Pemogokan dan gangguan, katanya, kemungkinan besar akan merugikan banyak pekerja informal di Mozambik yang tidak dapat melakukan bisnis. “Ada begitu banyak kebutuhan bagi masyarakat untuk pergi bekerja dan mencari uang karena kebutuhan paling mendesak di Mozambik saat ini adalah keamanan ekonomi,” tambah Da Silva.
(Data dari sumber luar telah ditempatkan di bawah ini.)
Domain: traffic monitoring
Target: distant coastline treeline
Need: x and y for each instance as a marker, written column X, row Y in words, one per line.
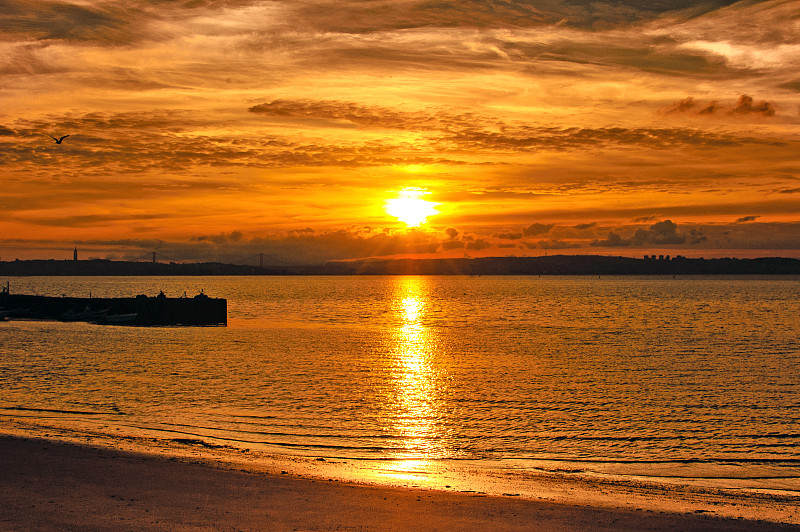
column 549, row 265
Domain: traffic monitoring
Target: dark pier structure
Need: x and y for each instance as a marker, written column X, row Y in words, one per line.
column 140, row 310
Sementara itu, kepresidenan Chapo tampaknya sudah pasti, karena ucapan selamat dari para pemimpin dunia, termasuk Presiden Cyril Ramaphosa dari Afrika Selatan, dan Presiden Tiongkok Xi Jinping telah diterima.
Namun, Chissungo di Maputo mengatakan para pengunjuk rasa muda juga tetap bertekad. Sudah terlalu lama banyak orang merasa tidak dihargai oleh politisi, katanya, dan protes ini terasa seperti sebuah pembebasan.
“Masyarakat sudah paham bahwa inilah saatnya bagi kita sebagai generasi muda untuk membuat sejarah, kita bisa melakukannya sekarang atau tidak sama sekali,” katanya. “Polisi bisa saja menakut-nakuti mereka sebelumnya, tapi sekarang, tanpa rasa takut, itu menjadi masalah. Orang-orang mengatakan kami siap mati, dan semakin banyak penindasan yang terjadi, orang-orang akan semakin merasa berkuasa.”
Pelaporan tambahan oleh Malcolm Webb di Maputo.